09/16/2011 by Colleen Williams
September 16th, 2011 by Colleen Williams
        

Reviewed for accuracy on March 4, 2020 by Brittany Kleszynski, DVM

Kittens are often susceptible to illnesses that healthy, adult cats can fight off because their immune systems have not yet fully developed. Giardiasis and coccidiosis are parasitic infections of the intestinal tract, which are fairly common in kittens, particularly during the weaning stage.

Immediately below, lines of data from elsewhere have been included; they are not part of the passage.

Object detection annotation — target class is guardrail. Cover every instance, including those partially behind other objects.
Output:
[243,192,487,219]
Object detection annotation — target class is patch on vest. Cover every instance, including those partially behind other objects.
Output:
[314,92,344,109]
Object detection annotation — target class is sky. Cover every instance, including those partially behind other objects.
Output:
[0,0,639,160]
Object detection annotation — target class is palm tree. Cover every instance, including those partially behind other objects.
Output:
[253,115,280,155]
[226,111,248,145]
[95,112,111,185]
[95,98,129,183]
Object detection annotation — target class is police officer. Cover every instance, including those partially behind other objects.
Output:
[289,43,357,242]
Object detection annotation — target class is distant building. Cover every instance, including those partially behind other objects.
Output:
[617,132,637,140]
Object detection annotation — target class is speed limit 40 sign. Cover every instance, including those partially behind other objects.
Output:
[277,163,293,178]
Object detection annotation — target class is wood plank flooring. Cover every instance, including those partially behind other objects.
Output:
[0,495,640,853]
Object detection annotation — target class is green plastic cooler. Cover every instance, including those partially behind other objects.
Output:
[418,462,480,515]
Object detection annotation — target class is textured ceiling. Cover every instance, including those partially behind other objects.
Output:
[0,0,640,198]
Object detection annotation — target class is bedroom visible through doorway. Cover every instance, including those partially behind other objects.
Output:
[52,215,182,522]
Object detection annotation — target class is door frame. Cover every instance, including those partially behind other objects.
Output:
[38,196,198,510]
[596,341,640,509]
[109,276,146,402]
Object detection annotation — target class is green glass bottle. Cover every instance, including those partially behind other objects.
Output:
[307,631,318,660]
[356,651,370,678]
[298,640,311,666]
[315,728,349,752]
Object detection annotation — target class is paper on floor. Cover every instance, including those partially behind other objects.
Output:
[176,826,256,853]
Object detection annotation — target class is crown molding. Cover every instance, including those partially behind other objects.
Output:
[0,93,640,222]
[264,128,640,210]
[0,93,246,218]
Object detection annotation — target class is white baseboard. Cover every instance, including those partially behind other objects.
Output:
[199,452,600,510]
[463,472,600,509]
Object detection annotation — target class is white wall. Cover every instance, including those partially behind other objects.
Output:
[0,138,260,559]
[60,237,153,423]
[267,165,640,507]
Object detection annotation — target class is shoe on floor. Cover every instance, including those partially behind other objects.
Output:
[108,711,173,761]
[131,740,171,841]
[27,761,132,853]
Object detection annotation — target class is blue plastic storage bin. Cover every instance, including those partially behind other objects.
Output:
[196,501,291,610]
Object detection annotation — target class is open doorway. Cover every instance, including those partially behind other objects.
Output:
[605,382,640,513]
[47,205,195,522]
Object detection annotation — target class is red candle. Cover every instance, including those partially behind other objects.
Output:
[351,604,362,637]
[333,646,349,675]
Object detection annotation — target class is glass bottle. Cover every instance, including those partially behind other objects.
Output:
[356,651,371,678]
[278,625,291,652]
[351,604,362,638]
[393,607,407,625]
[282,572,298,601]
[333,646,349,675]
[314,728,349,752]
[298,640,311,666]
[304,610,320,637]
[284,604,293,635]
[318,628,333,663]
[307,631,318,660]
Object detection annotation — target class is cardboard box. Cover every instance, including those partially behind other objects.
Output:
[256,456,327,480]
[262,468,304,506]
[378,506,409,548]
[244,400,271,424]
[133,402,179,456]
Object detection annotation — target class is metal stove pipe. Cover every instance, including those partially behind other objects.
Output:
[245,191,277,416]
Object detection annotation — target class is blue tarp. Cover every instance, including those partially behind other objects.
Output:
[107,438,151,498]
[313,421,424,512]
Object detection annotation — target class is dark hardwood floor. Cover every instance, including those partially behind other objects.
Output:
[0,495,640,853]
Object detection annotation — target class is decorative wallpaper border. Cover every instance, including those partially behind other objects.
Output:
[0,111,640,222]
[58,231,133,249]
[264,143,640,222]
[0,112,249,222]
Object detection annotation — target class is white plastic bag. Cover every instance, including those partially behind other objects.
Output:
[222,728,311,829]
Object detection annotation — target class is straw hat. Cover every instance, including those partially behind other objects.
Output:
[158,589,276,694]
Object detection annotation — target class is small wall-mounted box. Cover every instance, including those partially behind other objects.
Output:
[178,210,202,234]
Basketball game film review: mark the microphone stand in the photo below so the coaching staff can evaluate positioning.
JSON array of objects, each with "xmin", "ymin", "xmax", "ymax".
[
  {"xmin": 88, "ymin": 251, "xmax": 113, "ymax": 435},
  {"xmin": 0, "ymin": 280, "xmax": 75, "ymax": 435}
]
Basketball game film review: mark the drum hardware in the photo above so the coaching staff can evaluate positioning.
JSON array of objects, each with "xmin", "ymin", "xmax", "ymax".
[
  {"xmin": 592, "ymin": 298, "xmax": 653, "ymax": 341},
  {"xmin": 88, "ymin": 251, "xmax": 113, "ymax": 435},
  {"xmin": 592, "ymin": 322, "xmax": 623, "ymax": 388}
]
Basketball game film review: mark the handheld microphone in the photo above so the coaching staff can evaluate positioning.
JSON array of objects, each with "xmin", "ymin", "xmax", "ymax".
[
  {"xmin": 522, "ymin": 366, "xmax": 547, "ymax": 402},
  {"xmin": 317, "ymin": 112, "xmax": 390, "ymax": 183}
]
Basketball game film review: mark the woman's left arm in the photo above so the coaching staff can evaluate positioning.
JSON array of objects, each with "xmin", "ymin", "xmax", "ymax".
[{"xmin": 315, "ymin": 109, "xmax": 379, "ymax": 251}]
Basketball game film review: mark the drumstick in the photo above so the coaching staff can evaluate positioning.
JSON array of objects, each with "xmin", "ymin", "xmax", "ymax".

What are Giardiasis and Coccidiosis?

Both infections are caused by intestinal parasites that can be transmitted through infected feces, exposure to infected animals or tissue, or through environmental contamination. The infection can also be passed from an affected mother to her nursing kittens through milk. They are more specifically referred to as protozoan parasites, and Giardia is actually zoonotic. This means it may transfer from cats to humans and cause similar infections in both species. After ingestion of the immature parasitic cysts, they travel through the gastrointestinal tract, mature, and become localized to the intestine, where damage to the lining occurs. This damage can result in malabsorption and inflammation within the intestine. The parasites can be detected through microscopic examination of a stool sample.

Signs and Symptoms of Infection

The main clinical signs of infection include diarrhea and weight loss. With coccidiosis, diarrhea is usually watery and may contain blood or mucus. Giardiasis is more commonly recognized by malodorous diarrhea containing mucus or fat due to malabsorption. Both infections may cause occasional vomiting or fevers. Because of the large volume of water loss that occurs, dehydration is a serious concern that should be addressed immediately. If you notice any of these clinical signs, schedule a veterinary visit to ensure your kitten receives prompt medical attention.

Treatment of Infection

To eliminate the infection, your veterinarian will prescribe appropriate oral medications. In severe cases, hospitalization on intravenous fluids may be needed for rehydration. Because risk for re-infection is high, disinfecting the litterbox and other areas of contact are necessary. Your veterinarian can check another stool sample after treatment to ensure the infection is gone.

Prevention of Infection

Practicing good hygiene and reducing stressful conditions for young kittens can decrease the risk of infection. Keeping infected kittens isolated can prevent transmission between animals within the same household. Bathing can also help to remove any lingering parasite cysts from the hair coat.

Most kittens will respond well to treatment and regain their health. As their immune systems become stronger, they will be less susceptible to these parasites.